Humphrey Feeds weekly feed report - 2nd October 2011
Trying to make sense of the markets during the current financial crisis, is next to impossible. The funds are still selling [dumping?] commodities; 13mt of maize has been sold in the two weeks following the 12th September, but they are still clinging on to 33mt of soya beans. [I think the CFTC should make them eat it]. On Wednesday this week, the funds sold 1.6mt soya and 2mt of maize. Soya has fallen from $14.60/b to $12.20/b in the past 4 weeks, partly due to funds and partly due to the Brazilian real weakening, making Brazilian soya cheaper than US; so US soya has had to fall? Earlier this week, maize had fallen to a three-month low at $6.30/b, soya beans hit the low for this calendar year at $12.20/b, and soya bean meal hit the lowest since 8th October 2010 at $315/short ton.
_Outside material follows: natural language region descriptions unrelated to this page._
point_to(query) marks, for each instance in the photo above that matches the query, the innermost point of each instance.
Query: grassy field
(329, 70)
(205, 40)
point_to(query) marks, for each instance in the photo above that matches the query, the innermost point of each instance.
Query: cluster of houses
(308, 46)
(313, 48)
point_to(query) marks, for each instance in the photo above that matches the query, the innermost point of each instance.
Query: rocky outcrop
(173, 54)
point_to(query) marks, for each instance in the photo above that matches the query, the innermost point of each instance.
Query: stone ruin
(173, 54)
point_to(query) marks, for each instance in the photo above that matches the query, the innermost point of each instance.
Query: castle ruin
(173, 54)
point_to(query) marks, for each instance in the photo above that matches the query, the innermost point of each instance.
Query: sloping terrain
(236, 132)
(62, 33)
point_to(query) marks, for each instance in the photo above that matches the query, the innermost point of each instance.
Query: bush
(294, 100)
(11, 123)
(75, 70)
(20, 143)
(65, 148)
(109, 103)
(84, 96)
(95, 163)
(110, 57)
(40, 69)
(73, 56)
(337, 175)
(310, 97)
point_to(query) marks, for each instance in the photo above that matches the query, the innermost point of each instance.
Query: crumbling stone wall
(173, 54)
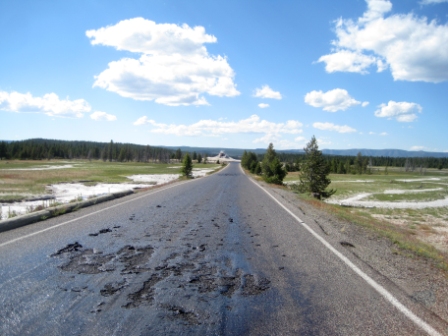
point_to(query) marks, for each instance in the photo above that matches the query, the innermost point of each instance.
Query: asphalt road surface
(213, 256)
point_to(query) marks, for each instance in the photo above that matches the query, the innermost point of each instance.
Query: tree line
(45, 149)
(360, 164)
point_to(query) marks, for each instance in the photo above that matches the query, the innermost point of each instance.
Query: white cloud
(380, 134)
(281, 143)
(411, 46)
(401, 111)
(174, 67)
(429, 2)
(98, 115)
(332, 101)
(322, 142)
(267, 92)
(254, 124)
(49, 104)
(333, 127)
(347, 61)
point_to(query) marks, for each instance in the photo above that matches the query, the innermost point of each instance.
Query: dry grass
(405, 237)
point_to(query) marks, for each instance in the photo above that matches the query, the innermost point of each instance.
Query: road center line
(96, 212)
(380, 289)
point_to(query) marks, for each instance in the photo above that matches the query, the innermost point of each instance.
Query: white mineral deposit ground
(66, 192)
(357, 201)
(46, 167)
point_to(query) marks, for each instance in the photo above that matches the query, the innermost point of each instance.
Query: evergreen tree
(187, 166)
(271, 167)
(314, 172)
(178, 154)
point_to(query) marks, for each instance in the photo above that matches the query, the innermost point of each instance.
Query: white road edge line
(94, 213)
(380, 289)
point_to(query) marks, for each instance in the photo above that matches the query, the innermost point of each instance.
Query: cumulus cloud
(98, 115)
(430, 2)
(174, 67)
(332, 101)
(49, 104)
(322, 142)
(333, 127)
(411, 46)
(254, 124)
(401, 111)
(266, 92)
Today’s bearish USDA report means that all the ’grains’ will probably stay weak until their next report on Oct 12th; UK wheat fell £6 today. A year ago today GM soya was £283 delivered to the mill (the £/$ was 1.59), today it is £272 (£/$ is 1.56). In 2001, the GM soyabean acreage in Brazil was only 16% of the total, and a decade later it is 76% (71% last year). The GM percentage in Argentina is 98%, ahead of the US at 95%. The US soya harvest has started. The soya bean supply and demand situation appears to be tight until harvest 2012, mainly because the Chinese are expected to buy about 55-60mt this year. As their pig industry continues to grow, partially supported by subsidies, their requirement for soya will only increase. Last year (2009-10) they imported 9mt more than the previous year, and this year (2010-11) 2mt more than that; a rise of 5mt is expected in 2011-12. Demand for soya could well be higher than this, as the government targets illegally reprocessed cooking oils that have caused food scares.
Russia is complaining that the French are becoming more competitive as world prices fall – possibly because port stocks are dwindling, forcing higher prices to attract wheat from more distant areas. Russia plans to spend £368m in developing grain terminals and transport (river, road and railway) on the Black and Baltic seas. The Russian capex is expected to upgrade capacity from 25 to 40mt/annum, and reduce handling costs by $15/t (a payback of three years!). Russia currently sells wheat at $255 (£163) FOB Black Sea. UK feed wheat is about £152 delivered to the mill.
Is African agriculture the new gold rush? China now owns productive land in 29 African countries totalling 7mha, and India owns 1mha in 17 African countries. So China (pop 1.3bn) and India (pop 1.2bn) are strategically ensuring food supplies. In terms of population density, India has 930 people/sq ml and China 360; so India’s needs are more pressing in terms of land to feed its population. Bangladesh eclipses both at 3000 people/sq ml, but cannot afford the land. The UK has 650 people/sq ml.
According to a recent Commodity report from Lloyds TSB, commodity prices have risen by 232% in the last 10 years – equivalent to 13% per annum. Over the same period shares rose 4%/annum and UK housing rose 9%/annum. In the 12 months to the end of August, silver was the top performer with a return of 119%, second was maize at 93%. And as UK wheat follows maize - that says it all. Soya was in seventh place at 42%, after coffee (64%), heating oil (50%), sugar (49%) and gold (46%). So the essentials in life are sitting in a warm house, drinking sweet coffee, watching your wife (decked out in silver and gold) making dinner (maize and soya). However, in the past 3 weeks gold has lost 20% of its value, as investors shifted for the ’safer havens’ [?] of UK, US and German government bonds.